OK, boomer! — One of the more recent phrases to invade teens' lexicon, this is a reference to the baby boomer generation, those born between 1946 — 1964. It's basically another way of saying, "OK, old person."

Yeet — This word is slang for anything that's exciting, and it's typically said while throwing something or doing a little dance. It's an exclamation of surprise or approval.

Karen — If you hear your teen calling someone a Karen, they're likely referencing someone's personality, not their actual given name. A "Karen" is never happy, and always has something to complain about.

Phrases that could point to danger:

Benzo — This is short for drugs called benzodiazepines. Examples include Valium, Ativan, or Xanax. According to the U.S. Drug Enforcement Administration, benzodiazepines are "depressants that produce sedation, induce sleep, relieve anxiety, and prevent seizures." According to a 2018 survey, benzo use and abuse is on the rise in the teenage population.

Addy — It's easy for this to be confused with a person's name, but teens are using this as a nickname for the drug Adderall, typically prescribed to people diagnosed with attention deficit hyperactive disorder (ADHD). When prescribed, it can help users maintain focus, but it can also be abused and lead to a dependency.

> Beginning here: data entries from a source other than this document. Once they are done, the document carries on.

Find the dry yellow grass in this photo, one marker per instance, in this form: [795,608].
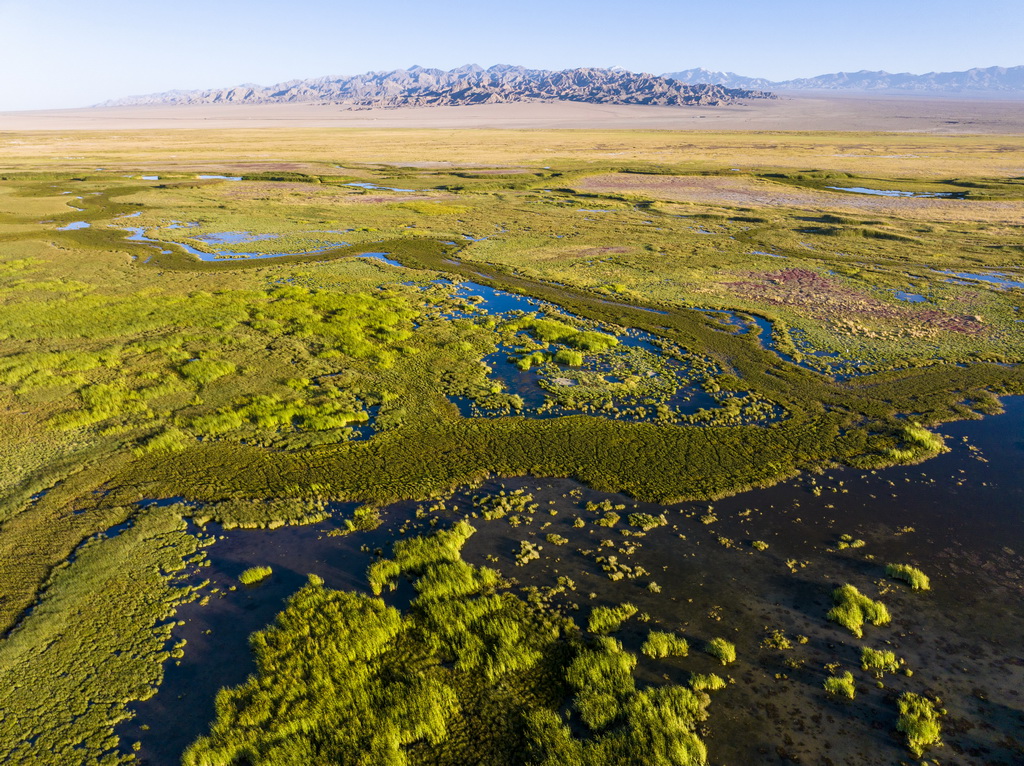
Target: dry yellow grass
[309,150]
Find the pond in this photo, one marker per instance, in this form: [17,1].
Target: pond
[909,297]
[364,184]
[957,516]
[995,278]
[138,235]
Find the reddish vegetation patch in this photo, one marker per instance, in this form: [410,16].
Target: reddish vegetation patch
[827,300]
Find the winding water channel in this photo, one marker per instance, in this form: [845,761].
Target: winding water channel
[958,516]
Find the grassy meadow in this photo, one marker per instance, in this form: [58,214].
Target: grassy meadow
[259,389]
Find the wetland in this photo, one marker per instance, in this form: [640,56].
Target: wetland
[679,457]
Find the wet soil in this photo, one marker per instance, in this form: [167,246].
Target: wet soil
[960,517]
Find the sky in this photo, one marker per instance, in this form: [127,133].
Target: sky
[64,53]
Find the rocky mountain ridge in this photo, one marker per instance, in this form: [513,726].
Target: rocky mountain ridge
[418,86]
[988,80]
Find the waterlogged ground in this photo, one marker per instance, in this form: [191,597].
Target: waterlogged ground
[272,343]
[957,518]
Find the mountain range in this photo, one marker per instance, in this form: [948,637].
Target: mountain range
[466,85]
[975,81]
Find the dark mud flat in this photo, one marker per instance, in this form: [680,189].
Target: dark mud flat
[217,633]
[960,517]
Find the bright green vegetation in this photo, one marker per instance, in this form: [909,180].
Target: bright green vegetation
[646,521]
[847,541]
[910,575]
[468,675]
[609,619]
[262,390]
[919,720]
[853,608]
[842,685]
[255,575]
[721,649]
[70,668]
[879,662]
[660,644]
[707,682]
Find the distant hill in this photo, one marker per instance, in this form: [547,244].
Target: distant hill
[471,84]
[976,81]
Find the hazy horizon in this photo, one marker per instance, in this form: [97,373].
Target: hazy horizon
[71,54]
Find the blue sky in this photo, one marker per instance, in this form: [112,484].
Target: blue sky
[56,53]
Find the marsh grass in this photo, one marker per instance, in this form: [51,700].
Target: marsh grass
[913,577]
[255,575]
[879,662]
[841,685]
[853,608]
[919,721]
[659,644]
[609,619]
[721,649]
[468,674]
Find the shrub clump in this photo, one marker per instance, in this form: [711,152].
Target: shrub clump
[853,608]
[607,619]
[724,651]
[646,521]
[919,719]
[910,575]
[255,575]
[660,644]
[841,685]
[879,662]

Dexing — This term refers to the abuse of cough syrup medication. Teenagers sometimes use it not to soothe a cough, but to get high.

Finsta — Short for "fake Instagram account." If your teen knows you're monitoring their real Instagram account, they may create a fake account to keep you in the dark about what they're up to.

Texting slang and acronyms:

53X — This stands for the word "sex," so it's an acronym you want to make sure you're aware of.

KMS — An abbreviation for "kill myself," this acronym can be particularly alarming for parents. If you or hear see this in your teen's conversations, it's probably worth having a conversation with them about it.

LH6 — For older teens who may be at the age where they're in relationships, this is code for "Let's Have Sex."

GNIFOC — This acronym stands for "Get Naked In Front Of Computer." If your teenager is talking to someone online, this is a piece of slang you need to watch out for.

LMIRL — This stands for "Let's Meet In Real Life" and can be a dangerous acronym for younger teens who may be talking to older people on social media.

CD9 — A text code to let someone know a parent is watching.

We can't shield and protect our kids forever. As they grow into teens, they will inevitably gain more access to social media and digital devices, and it's impossible to monitor their every word. But it's important to keep an eye or ear out for signs that you need to step in may be essential for you to step in.